Writer: Seira Duncan
As doctoral researchers, we sometimes get carried away with our projects and lose sight of other areas in our lives. Occasionally, we need to tell ourselves that we are more than our doctorates.
While I research cultures in the Circumpolar North in the Social and Cultural Encounters programme, it is important for me to spend time exploring other cultures as well as (non-)academic interests. It is with this very attitude that I visited Italy – from its Alps to its more southerly coastal areas.
My first stop was off-season and rainy Lake Como in northern Italy. It is nestled among green mountains and tranquil water. Contrary to what you see in typical guidebooks, the mountains were cloaked in mists and there was a time-slowing quality throughout the mountain. As someone who loves the polar and alpine regions, it is no surprise that I spent my first night near the top of a mountain. Residents here exchanged bonjourno’s with villagers and tourists alike. Since some of the roads were extremely narrow, I was picked up by a resident who drove me to an accommodation in her old Fiat Panda. Despite its miniature size, the car still had difficulty making its way up the steep hills. It groaned and darted in every direction for several long minutes. However, the woman acted unphased and spoke through her rolled-down windows with each villager she saw. We didn’t understand each other very well linguistically; suffice to say my terrified expression was understood by the whole village.
On the way to Pisa from Lake Como is Vinci, the town associated with the celebrated genius. Although he spent some of his adult life in Milan and Florence, it was near here that he was born. After looking at his inventions and diaries in a local museum, I pressed on to his birthplace, a house relatively secluded from the rest of society.
As I moved southwards, the general shape of the trees changed to more unfamiliar ones. Eventually, I reached Pompeii, the city known for its demolition due to Mount Vesuvius’ eruption approximately two thousand years ago. The ancient city was discovered in the late 1500s and the culture preserved by the cloak of ash along with other volcanic substances influenced other European cultures in the centuries to come. Latin inscriptions such as the one in the amphitheatre and millennia-old artifacts add an extra layer of surrealness to the city.

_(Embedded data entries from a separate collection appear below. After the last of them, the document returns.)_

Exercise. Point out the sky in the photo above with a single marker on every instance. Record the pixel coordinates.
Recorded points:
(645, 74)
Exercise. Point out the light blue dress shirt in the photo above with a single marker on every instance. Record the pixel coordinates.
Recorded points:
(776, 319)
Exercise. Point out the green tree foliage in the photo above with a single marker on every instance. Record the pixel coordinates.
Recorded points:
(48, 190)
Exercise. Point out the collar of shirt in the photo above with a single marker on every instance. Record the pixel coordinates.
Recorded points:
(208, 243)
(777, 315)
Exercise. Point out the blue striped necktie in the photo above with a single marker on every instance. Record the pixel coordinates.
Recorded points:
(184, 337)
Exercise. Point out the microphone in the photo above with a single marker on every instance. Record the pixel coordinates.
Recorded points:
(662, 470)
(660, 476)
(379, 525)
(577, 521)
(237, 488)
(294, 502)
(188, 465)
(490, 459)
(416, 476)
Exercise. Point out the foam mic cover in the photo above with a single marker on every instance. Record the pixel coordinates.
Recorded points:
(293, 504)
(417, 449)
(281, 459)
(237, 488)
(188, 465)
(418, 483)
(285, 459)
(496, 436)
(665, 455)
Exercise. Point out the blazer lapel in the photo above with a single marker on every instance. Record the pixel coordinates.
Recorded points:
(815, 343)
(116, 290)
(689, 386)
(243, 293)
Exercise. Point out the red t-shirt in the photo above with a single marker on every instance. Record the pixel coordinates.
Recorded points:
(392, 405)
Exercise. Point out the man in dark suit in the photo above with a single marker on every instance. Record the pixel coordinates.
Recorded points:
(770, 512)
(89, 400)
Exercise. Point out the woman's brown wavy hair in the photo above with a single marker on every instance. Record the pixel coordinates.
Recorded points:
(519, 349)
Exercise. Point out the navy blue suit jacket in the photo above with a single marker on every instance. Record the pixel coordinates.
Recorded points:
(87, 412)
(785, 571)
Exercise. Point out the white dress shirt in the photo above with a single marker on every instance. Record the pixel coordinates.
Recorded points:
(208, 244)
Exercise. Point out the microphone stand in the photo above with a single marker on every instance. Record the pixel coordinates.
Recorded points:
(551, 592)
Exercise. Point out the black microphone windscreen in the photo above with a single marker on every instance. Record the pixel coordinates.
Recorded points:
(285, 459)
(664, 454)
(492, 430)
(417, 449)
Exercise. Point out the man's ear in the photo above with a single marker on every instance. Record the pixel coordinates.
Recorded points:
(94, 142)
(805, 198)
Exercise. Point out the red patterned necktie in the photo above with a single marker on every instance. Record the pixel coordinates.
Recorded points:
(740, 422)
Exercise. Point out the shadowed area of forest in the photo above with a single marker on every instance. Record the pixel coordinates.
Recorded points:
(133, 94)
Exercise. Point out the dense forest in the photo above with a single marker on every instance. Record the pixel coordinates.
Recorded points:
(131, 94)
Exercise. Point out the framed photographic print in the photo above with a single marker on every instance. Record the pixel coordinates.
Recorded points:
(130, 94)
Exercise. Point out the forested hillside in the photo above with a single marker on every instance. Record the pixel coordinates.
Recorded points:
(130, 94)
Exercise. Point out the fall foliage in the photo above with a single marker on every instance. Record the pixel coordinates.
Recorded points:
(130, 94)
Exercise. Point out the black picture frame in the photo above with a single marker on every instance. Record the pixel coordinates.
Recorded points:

The fact that my Italian trip was a fortnight long meant I had to participate in a lecture and an interview with sometimes unreliable internet connections. The lecture, which took place when I was in Rome, saw me sitting in the bathroom due to the loudness of the accommodation staff. I was in a room separated from the crowded hallway with one (apparently paper-thin) door.
From pizza in Pisa and carbonara spaghetti in Pompeii to Gelato near Lake Garda and in the Italian Alps, the country’s food culture left an impression on me. While food culture is a huge part of both contemporary Italian and Japanese societies, the one in Italy is quite dissimilar to the one I know in Japan. Residents throughout the country seem to eat late and for hours over two meals (generally primi – the first meal – is pasta – and secondi – is meat).
Travelling to and exploring the cultures of countries outside the scope of my doctoral project is not only enjoyable in itself but interacts with my identity as a researcher; I learn to apply university-taught concepts to my informal experience in other societies.